His new kidney --- and his family's once-cavalier attitude toward his sufferings --- inspired him to write an episode on his sitcom in which his fictional son, Max, wets the bed repeatedly due to the same condition George had. George says he played the role as he might have done with his own daughter, Mayan --- if recent experiences hadn't taught him better.

"I [say to] Max: 'Don't tell your mom -- and don't drink water before going to bed.' It wasn't hard to do those lines. My character wouldn't have known or suspected something really was wrong."

Clues to Kidney Disease

At 17, George also had high blood pressure, which can be both a symptom of and a precursor to kidney disease.

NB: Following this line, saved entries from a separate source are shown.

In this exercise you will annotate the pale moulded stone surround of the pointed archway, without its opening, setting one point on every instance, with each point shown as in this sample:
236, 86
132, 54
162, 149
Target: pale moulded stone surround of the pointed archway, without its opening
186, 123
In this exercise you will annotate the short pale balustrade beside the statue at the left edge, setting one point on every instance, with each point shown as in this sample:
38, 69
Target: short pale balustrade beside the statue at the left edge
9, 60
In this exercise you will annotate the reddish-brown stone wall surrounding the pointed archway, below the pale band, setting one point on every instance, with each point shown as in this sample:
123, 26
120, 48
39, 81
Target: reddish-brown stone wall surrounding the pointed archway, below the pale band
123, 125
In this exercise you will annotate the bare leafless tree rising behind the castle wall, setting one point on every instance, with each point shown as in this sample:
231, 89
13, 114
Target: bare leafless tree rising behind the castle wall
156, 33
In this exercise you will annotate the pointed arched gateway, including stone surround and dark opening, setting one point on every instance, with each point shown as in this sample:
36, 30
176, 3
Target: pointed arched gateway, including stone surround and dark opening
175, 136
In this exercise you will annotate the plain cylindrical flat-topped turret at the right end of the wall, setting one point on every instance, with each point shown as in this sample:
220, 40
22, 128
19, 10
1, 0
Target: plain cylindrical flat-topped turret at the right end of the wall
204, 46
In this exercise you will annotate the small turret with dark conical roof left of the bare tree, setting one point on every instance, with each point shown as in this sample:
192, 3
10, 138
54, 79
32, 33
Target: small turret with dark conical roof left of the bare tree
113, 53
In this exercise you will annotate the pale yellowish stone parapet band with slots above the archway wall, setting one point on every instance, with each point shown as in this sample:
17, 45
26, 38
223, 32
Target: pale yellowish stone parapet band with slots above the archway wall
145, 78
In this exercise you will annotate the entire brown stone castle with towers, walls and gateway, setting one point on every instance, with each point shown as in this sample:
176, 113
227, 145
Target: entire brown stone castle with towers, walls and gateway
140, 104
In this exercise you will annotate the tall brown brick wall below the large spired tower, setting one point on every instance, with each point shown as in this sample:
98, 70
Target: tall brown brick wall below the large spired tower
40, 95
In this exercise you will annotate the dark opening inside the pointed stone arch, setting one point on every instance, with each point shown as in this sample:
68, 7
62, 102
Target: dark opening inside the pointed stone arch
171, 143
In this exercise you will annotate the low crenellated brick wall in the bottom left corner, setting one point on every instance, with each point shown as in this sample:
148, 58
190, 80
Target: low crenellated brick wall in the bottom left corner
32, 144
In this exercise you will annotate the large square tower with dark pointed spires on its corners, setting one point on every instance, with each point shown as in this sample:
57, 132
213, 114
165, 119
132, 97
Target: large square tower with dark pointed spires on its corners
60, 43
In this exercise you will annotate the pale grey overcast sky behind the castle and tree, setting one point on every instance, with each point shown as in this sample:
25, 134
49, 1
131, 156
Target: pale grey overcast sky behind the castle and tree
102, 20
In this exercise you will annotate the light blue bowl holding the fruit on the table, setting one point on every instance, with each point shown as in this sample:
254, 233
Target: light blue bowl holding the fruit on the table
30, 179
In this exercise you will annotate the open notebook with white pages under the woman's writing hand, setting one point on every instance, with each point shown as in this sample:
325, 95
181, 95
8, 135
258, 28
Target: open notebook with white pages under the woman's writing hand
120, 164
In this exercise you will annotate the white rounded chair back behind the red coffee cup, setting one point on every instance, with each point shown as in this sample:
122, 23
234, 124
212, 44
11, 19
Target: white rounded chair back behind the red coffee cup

Looking back, he's shocked that someone as young as he had hypertension. At the time, though, it raised no alarms, nor did the fatigue that had begun to plague him as an adult. He rarely saw a doctor. George says he believes the reason is, in large measure, cultural: "Latinos, we only go to the doctor when we are bleeding. We forget about things internal. Fatigue is just fatigue."

George's condition is only one path to kidney failure. The most common cause is diabetes, in which a buildup of sugar in the blood has a similarly poisonous effect. High blood pressure is another cause --- and an effect --- of failing kidneys. An estimated 375,000 Americans are currently undergoing treatment for kidney failure. It kills nearly 70,000 people each year.

Latinos are twice as likely as whites to develop diabetes, according to the National Kidney Foundation, putting them at greater risk for kidney disease as well. An estimated 13% of the Latino population has been diagnosed with diabetes. Many more have the disease and don't know it.

"The people who come to see me do stand-up, they never go to the doctor," George says of the many Latinos in the audience at his comedy shows. "I tell them, you need to go! You need to get your blood checked. That can tell you so much."